Y mientras, no lejos de ese mismo pub, aguardaría un coche de la policía cuyos ocupantes nada podían hacer salvo infringir montones de reglas y reglamentos o despotricar contra los negros abismos del delito. Había delitos por doquier. Eran la fuerza vital, la sangre de la vida: engañar, eludir, esquivar a la autoridad, matar. Cuanto más alto llega un delincuente, más sutilmente se adapta a la legalidad, de modo que únicamente algunos abogados podrían ponerlo al descubierto, pero siempre estaban dispuestos a recibir sobornos. Dostoievsky lo sabía perfectamente, el puñetero había sentido que se le acababa la vida.

Pero el pobre Dostoievsky estaba muerto y nadie le había invitado a una fiesta aquel fin de semana, mientras que a él, John Rebus, sí. Rehusaba casi siempre las invitaciones, porque aceptarlas implicaba limpiarse un par de zapatos, planchar una camisa, cepillar el mejor traje, darse un baño y echarse colonia. Además, tenía que ser afable, beber y estar contento, hablar con desconocidos con quienes no tenía ganas de hablar y sin cobrar un sueldo por hablar con ellos. En una palabra: le fastidiaba tener que desempeñar el papel del animal humano normal. Pero había aceptado la invitación de Cathy Jackson en la cantina de Waverley. Claro que la había aceptado.

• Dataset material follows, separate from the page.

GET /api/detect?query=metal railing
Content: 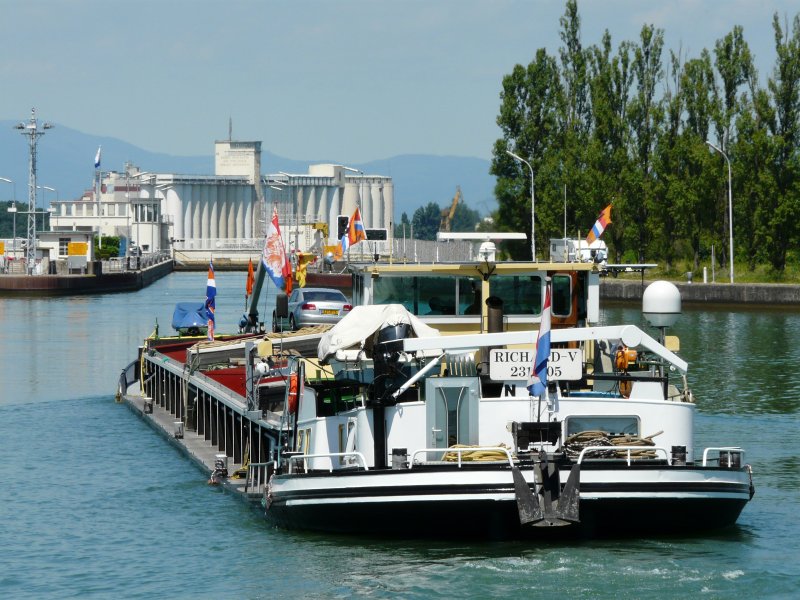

Y mientras pensaba en ello cruzó silbando el cuarto en dirección a la cocina para prepararse el desayuno y llevárselo al dormitorio. Era un ritual después de una noche de servicio. Se desvistió, se metió en la cama, asentó sobre el pecho el plato con los panecillos y se arrimó un libro a la nariz. No valía mucho; trataba de un secuestro. La cama se la había llevado Rhona, pero le quedaba el colchón y así le resultaba más fácil coger la taza de café y cambiar de libro.

Se quedó dormido enseguida, con la lámpara encendida y cuando ya comenzaban a circular coches por la calle.

El despertador sonó, para variar, sacándole del colchón como una flecha. El edredón estaba en el suelo y él, bañado en sudor. Hacía un calor asfixiante y de pronto recordó que había dejado la calefacción central a tope. Fue a desconectar el termostato, pero al pasar ante la puerta se agachó a recoger el correo. Había una carta sin sello ni franqueo, sólo con su nombre mecanografiado en el centro. Sintió un nudo en el estómago. Abrió el sobre y sacó una hoja de papel.

PARA LOS QUE LEEN ENTRE ÉPOCAS

Así que ahora el chalado sabía dónde vivía. Miró con resignación dentro del sobre, esperando encontrar el trozo de cordel con un nudo, pero lo que encontró fueron dos cerillas atadas en forma de cruz con un cordelito.